- Heat 1 tablespoon of oil in a medium-sized skillet on medium heat. Add the chopped tomatillos, onion, bell pepper, garlic, jalapeño pepper, and saute until onion is soft, about 5 minutes.
- Crack the eggs directly into the pan (no need to whisk first). Break up the yolks with a wooden stirring spoon or spatula. Stir gently and scrape the bottom of the pan while eggs cook.
- As eggs begin to set, sprinkle shredded cheese and pepper to taste. Remove from heat, sprinkle eggs with cilantro, and serve.

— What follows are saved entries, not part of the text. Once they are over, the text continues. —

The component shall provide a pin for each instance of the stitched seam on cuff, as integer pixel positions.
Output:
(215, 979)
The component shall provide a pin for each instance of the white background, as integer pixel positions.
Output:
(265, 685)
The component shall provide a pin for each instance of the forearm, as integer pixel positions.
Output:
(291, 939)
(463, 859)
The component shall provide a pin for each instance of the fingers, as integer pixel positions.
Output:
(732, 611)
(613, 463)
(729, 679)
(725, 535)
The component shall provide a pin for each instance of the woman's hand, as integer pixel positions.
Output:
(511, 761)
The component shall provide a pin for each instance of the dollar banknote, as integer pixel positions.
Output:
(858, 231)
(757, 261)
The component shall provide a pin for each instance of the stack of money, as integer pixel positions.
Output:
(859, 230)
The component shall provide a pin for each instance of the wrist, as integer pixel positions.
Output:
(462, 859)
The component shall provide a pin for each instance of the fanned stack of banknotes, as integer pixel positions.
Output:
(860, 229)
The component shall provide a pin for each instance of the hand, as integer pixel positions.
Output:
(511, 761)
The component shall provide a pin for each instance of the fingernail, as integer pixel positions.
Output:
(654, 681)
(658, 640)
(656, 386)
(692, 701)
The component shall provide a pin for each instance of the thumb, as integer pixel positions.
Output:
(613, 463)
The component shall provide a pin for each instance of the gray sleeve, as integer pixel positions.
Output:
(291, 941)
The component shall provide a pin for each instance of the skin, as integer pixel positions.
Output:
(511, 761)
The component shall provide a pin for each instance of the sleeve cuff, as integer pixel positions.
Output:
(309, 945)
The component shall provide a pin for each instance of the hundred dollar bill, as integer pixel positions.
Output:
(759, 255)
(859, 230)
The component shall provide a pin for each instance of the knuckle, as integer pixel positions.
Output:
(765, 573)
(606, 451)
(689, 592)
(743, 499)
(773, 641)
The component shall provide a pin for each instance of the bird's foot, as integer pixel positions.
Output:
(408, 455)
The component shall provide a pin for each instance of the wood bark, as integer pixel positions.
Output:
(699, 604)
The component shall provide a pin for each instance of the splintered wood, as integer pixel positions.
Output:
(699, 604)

Scrambled eggs are a very versatile dish, and they taste delicious with all kinds of vegetables. If you have leftover vegetables from last night's dinner, consider using them in a variation on this omelet!
More About Tomatillos
How to Select
Look for dry, hard tomatillos with tightly fitting husks that are dry and free of mold.
How to Store
Refrigerate tomatillos in a plastic bag with some air holes or in an open container in the crisper drawer for 2-3 weeks. Freeze: Slice or keep whole, pack in containers and freeze.
How to Prepare
Remove outer skin. Rinse in cold water. Roast, grill, bake, sauté, or stir-fry. Chop into small pieces and add raw to Mexican sauces. Blanch and add to salads. Cook with other vegetables or meat in Mexican dishes.